Thok Jalung was a goldfield in Tibet that gained international attention upon its discovery by the west.

Thok Jalung was one of many goldfields that stretched from Lhasa into western Tibet, north of the Tsangpo River watershed. Situated on the Changtang, 16330 ft above sea level, Thok Jalung was the highest altitude goldfield in the world and at the time was believed to be the highest altitude in the world inhabited all year round.

Thok Jalung was first visited by a non-Tibetan on 26 August 1867 when the pundit Nain Singh Rawat, who was secretly surveying Tibet, visited the mines. He would later say that Thok Jalung was the coldest place he had ever visited. It was not until 1906 that the first European visited Thok Jalung.

Thok Jalung was very productive and Nain Singh reported seeing one nugget weighing nearly 2 lb. The goldfield was about 1 mile long, with a small stream running through the field, used to wash the gold out of the soil.

Miners lived in yak-hair tents pitched in holes two or more metres below the ground. There were about 300 miners during the summer and over 6,000 during winter, as frozen ground was less likely to collapse. As in many cases the miners' families were also staying onsite, one author has suggested a winter population of 20,000 at Thok Jalung.

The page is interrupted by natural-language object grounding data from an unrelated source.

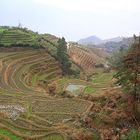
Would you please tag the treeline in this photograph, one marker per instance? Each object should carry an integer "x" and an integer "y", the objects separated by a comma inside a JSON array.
[{"x": 127, "y": 62}]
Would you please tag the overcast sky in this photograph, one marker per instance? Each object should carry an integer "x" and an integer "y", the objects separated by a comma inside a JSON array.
[{"x": 74, "y": 19}]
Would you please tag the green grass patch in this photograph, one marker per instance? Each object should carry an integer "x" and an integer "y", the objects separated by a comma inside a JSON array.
[
  {"x": 9, "y": 134},
  {"x": 103, "y": 78},
  {"x": 54, "y": 137},
  {"x": 89, "y": 89}
]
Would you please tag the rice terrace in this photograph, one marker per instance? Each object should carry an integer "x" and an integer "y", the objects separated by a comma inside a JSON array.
[{"x": 51, "y": 89}]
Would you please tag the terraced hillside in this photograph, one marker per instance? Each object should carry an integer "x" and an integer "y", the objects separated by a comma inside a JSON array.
[
  {"x": 26, "y": 110},
  {"x": 84, "y": 57}
]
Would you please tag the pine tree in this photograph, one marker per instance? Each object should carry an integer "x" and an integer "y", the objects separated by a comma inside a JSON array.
[
  {"x": 129, "y": 74},
  {"x": 62, "y": 56}
]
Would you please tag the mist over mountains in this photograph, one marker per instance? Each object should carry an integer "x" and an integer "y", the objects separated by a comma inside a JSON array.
[
  {"x": 94, "y": 40},
  {"x": 108, "y": 45}
]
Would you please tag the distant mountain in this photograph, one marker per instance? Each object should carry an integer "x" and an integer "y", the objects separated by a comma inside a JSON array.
[
  {"x": 94, "y": 40},
  {"x": 90, "y": 40},
  {"x": 115, "y": 39},
  {"x": 108, "y": 45}
]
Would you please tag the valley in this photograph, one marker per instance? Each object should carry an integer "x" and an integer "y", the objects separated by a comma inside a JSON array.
[{"x": 43, "y": 97}]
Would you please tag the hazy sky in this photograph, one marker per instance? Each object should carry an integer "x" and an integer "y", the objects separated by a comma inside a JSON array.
[{"x": 74, "y": 19}]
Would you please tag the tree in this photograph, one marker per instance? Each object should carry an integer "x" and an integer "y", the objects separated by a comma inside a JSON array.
[
  {"x": 115, "y": 60},
  {"x": 129, "y": 74},
  {"x": 62, "y": 56}
]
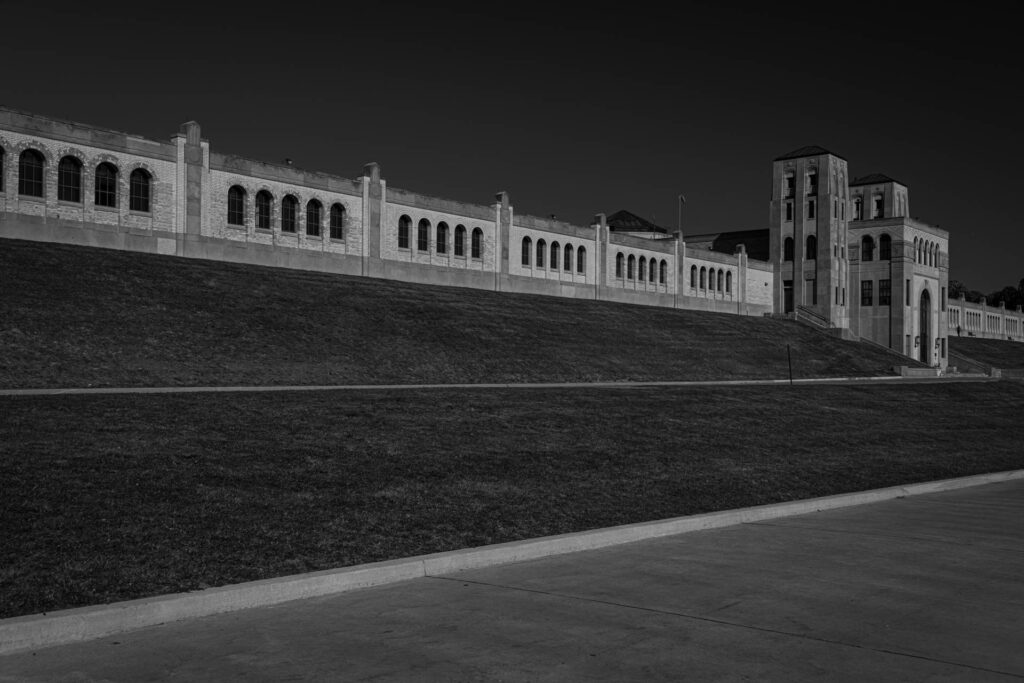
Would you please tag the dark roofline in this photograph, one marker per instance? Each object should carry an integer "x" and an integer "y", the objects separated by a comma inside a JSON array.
[
  {"x": 810, "y": 151},
  {"x": 876, "y": 179}
]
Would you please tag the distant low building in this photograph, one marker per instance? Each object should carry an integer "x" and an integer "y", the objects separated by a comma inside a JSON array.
[{"x": 840, "y": 254}]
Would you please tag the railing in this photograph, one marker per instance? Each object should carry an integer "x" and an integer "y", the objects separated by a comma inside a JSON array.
[{"x": 802, "y": 313}]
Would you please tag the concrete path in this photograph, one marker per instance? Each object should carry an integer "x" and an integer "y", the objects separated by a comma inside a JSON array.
[
  {"x": 522, "y": 385},
  {"x": 925, "y": 588}
]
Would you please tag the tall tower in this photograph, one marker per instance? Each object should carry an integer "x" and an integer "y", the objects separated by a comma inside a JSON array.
[{"x": 808, "y": 235}]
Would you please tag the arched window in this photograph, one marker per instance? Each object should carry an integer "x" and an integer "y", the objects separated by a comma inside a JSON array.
[
  {"x": 314, "y": 213},
  {"x": 289, "y": 214},
  {"x": 264, "y": 202},
  {"x": 440, "y": 238},
  {"x": 138, "y": 190},
  {"x": 423, "y": 236},
  {"x": 236, "y": 203},
  {"x": 404, "y": 223},
  {"x": 477, "y": 244},
  {"x": 337, "y": 221},
  {"x": 30, "y": 173},
  {"x": 107, "y": 187},
  {"x": 70, "y": 180},
  {"x": 460, "y": 241},
  {"x": 867, "y": 249}
]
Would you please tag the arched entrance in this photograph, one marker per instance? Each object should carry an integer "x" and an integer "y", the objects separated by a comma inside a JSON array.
[{"x": 926, "y": 318}]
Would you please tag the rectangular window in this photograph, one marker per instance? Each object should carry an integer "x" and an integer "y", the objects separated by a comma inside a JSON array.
[
  {"x": 811, "y": 291},
  {"x": 866, "y": 293},
  {"x": 885, "y": 292}
]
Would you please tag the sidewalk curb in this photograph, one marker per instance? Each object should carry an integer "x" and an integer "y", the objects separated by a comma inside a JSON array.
[{"x": 37, "y": 631}]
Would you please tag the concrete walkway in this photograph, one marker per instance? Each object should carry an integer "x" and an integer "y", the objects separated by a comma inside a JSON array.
[
  {"x": 924, "y": 588},
  {"x": 522, "y": 385}
]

Tibetans believed that gold nuggets contained life and were the parents of gold dust. They only extracted the dust. If a nugget was excavated in error from Thok Jalung it was immediately reburied.

==Sources==
- Cooley, W. (1876) Physical Geography: Or The Terraqueous Globe and Its Phenomena, Dulau and Company.
- Hopkirk, P. (1982) Trespassers on the roof of the world, John Murray: London. ISBN 0719539382.
- Markham, C. (1999) Narratives of the Mission of George Bogle to Tibet and of the Journey of Thomas Manning to Lhasa, Asian Educational Services: New Delhi. ISBN 9788120613669.
- Montgomerie, T. (1869) "Report of the Trans-Himalayan Explorations during 1867", Proceedings of the Royal Geographical Society of London, Vol. 13, No. 3 (1868 - 1869)
- Waller, D. (2015) The Pundits: British Exploration of Tibet and Central Asia, University Press of Kentucky: Lexington, Kentucky. ISBN 9780813149042.